Plaintiff, an Intersections shareholder, brought suit challenging the merger. At the outset, the court found that the three non-committee directors—comprising half of the board that approved the transaction—were conflicted because of the roll over and other benefits they (and Loeb) received from the merger. A board can potentially cleanse a conflicted transaction, however, through the use of procedural safeguards, as stated in the seminal decision, Kahn v. M&F Worldwide Corp.. There, the Chancery Court held that business judgment review could apply to a merger proposed by a controlling shareholder if it was conditioned “ab initio” on two procedural protections: (1) the approval of an independent special committee, and (2) the fully informed and uncoerced vote of a majority of minority stockholders. The question before the Chancery Court in this case was whether the Intersections board adequately carried out these safeguards to restore business judgment deference. The court concluded that it had not.

The court emphasized that an independent committee must be in charge of negotiations from the beginning, in line with recent Delaware Supreme Court case Olenik v. Lodzinski. “The acquirer—as well as any interested directors—must know from the transaction’s inception that they cannot bypass the special committee.” The committee must therefore be constituted “before any substantive negotiations begin,” so that preliminary communications do not allow conflicted board members to shape the transaction.

Conflicted Intersections board members had given a range of acceptable share prices, creating a “price collar” that “set the field of play for the economic negotiations to come,” similar to the defendants in Olenik. The Intersections defendants argued that Olenik involved interested-party involvement over the course of months, not weeks. Vice Chancellor Glasscock reasoned, however, that the test was not time of involvement, but rather whether the involvement was sufficient to shape the economic terms of subsequent committee negotiations.

The Chancery Court additionally found that the complaint had adequately alleged that the proxy statement did not fully inform voting stockholders of all material facts. The statement failed to, among other things, explain why a previous financial advisor had not been rehired, and why the new one had suddenly cut its engagement short.
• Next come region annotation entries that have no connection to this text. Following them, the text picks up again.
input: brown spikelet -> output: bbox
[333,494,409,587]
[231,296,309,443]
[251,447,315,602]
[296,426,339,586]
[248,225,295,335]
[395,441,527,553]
Though the court reasoned that such details were not always material, it held that “[t]he compressed timing of this transaction and the fairness opinion associated with it . . . create a context in which information regarding a hired financial advisor that walks away becomes plausibly material.”

Concluding that the plaintiff adequately pled that the board’s procedural safeguards failed to ensure fairness, the court held that dismissal would be inappropriate.